There is no such thing as a Digital aerial. Any aerial that worked perfectly on analogue will also work perfectly on Freeview.
Gerry


----------



## gj1023 (Feb 23, 2010)

I dont have a fixed aerial on my van, looking around at reviews etc, I got one of these

[/url]aerials

Sitting in a field at Moreton Lugg watching the olympics , it works for me

Gary


----------



## Autumn (Jul 9, 2006)

Many thanks for the responses, which are very helpful. It is the flying saucer type, so good to know the space can be easily covered up, but as it seems the aerial can also be used for a digital TV, I am now in two minds about removing it, as it may be useful to the next owner, if I ever sell.

I will look at the aerial suggested by Gary, as that means I can have perhaps both the aerial and a solar panel. I do actually have the same 'van as you, Gary, an Autosleeper Symbol (maybe mine is an earlier model) so have you a solar panel fixed?

I know the technology has moved on and there are flexible solar panels that can be fitted, so maybe I can keep the aerial and have a portable solar panel?

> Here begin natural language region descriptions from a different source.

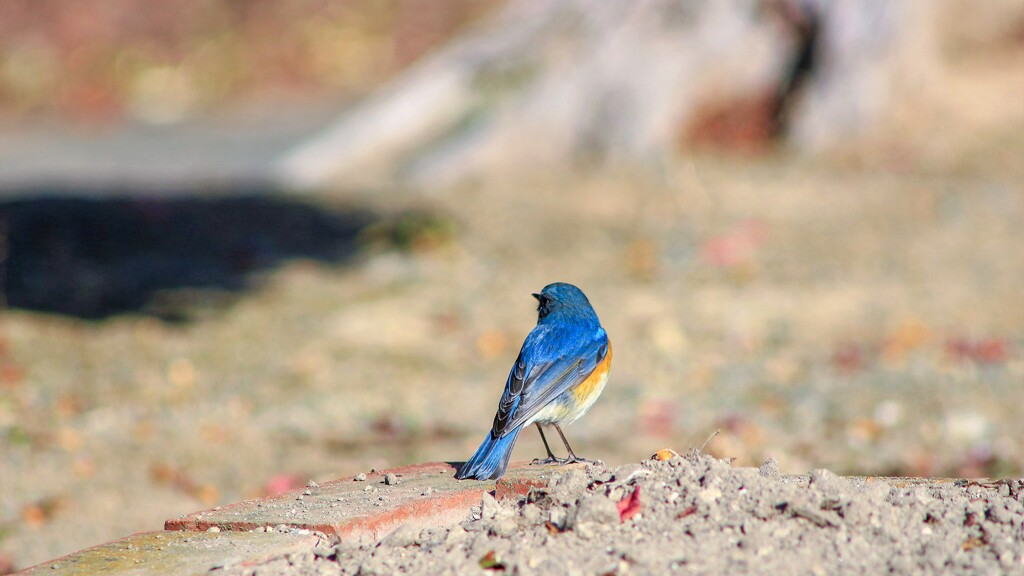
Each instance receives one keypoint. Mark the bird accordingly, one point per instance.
(561, 369)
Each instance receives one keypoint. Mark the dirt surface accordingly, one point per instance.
(698, 515)
(860, 314)
(867, 322)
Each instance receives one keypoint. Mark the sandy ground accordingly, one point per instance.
(864, 321)
(697, 515)
(860, 314)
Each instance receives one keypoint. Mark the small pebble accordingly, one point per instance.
(769, 468)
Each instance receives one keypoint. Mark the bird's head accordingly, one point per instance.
(562, 299)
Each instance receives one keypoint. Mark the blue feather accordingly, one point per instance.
(491, 458)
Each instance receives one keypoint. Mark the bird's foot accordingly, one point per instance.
(573, 459)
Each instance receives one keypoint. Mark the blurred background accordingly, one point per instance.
(248, 244)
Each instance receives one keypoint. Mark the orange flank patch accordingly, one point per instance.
(594, 382)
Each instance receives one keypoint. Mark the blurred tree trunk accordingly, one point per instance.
(557, 82)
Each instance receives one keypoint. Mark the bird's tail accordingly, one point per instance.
(491, 458)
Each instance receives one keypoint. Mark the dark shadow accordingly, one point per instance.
(93, 255)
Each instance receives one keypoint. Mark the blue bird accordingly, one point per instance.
(561, 369)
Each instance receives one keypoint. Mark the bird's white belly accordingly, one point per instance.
(564, 409)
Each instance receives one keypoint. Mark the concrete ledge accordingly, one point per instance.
(176, 552)
(422, 496)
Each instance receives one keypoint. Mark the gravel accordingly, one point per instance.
(698, 515)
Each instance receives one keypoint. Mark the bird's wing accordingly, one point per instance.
(549, 364)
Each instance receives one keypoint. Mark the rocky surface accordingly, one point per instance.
(698, 515)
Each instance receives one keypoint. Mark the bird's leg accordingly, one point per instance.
(572, 457)
(551, 459)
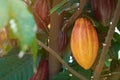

(I like the idea of sitting through the Olympics while others do the running and jumping about!)

Autumn


----------



## gj1023 (Feb 23, 2010)

No solar panel fitted Autumn, but on the AS forum I have seen a Symbol with one fitted. I do have myself a Maplin 13w solar briefcase .

Gary


----------



## suegalway (Jun 28, 2012)

Hi Gary... I had a look at the Mapin 13w solar briefcase as I've been thinking of getting a solar panel. It says this on the website:

_Please note: This kit is not waterproof. The panel is water resistant so suitable for use in light showers but the charge controller unit should always be kept away from moisture as it is not water resistant._
How does it work? Do you put yours on the roof? What about if it's caught out in a heavy shower, does that ruin it?

Thanks
Sue


----------



## gj1023 (Feb 23, 2010)

Hi Sue the charge controller unit stays in the van attached to the leisure battery and the panel is outside on the floor. It has pull out legs on the back to stand it up with. You can put the panel in what ever place you wish . Never used in rain so no idea of how water proof it is.

Gary


----------



## Pudsey_Bear (Sep 25, 2008)

Autumn said:


> Many thanks for the responses, which are very helpful. It is the flying saucer type, so good to know the space can be easily covered up, but as it seems the aerial can also be used for a digital TV, I am now in two minds about removing it, as it may be useful to the next owner, if I ever sell.
> 
> I will look at the aerial suggested by Gary, as that means I can have perhaps both the aerial and a solar panel. I do actually have the same 'van as you, Gary, an Autosleeper Symbol (maybe mine is an earlier model) so have you a solar panel fixed?
> 
> ...


Lose the flying saucer onto Ebay after a wash and brush up a fiver is a fiver, get the stick antenna suggested, and fit a solar panel, Sorted.

Kev.


----------



## Autumn (Jul 9, 2006)

It sounds like I maybe able to have my cake and 'h'eat it :lol: 

I don't know about 'stick' antenna but if it means I can have both the aerial and a solar panel, this will be a good outcome. Anyone else have experience of both? Any advice for a solar panel for a small 'van? Yes, I know there is heaps about solar panels on this site but I have spent all day looking up sites for getting from Calais to Genoa, so now I'm being lazy.

Autumn


----------



## Pudsey_Bear (Sep 25, 2008)

Autumn said:


> It sounds like I maybe able to have my cake and 'h'eat it :lol:
> 
> I don't know about 'stick' antenna but if it means I can have both the aerial and a solar panel, this will be a good outcome. Anyone else have experience of both? Any advice for a solar panel for a small 'van? Yes, I know there is heaps about solar panels on this site but I have spent all day looking up sites for getting from Calais to Genoa, so now I'm being lazy.
> 
> Autumn


You need to work out the amps you use each day, Autumn, how big your battery amps are, if you're going to have EHU, if you're going to drive each day, it's quite complicated if you want it to be, or as simple as below.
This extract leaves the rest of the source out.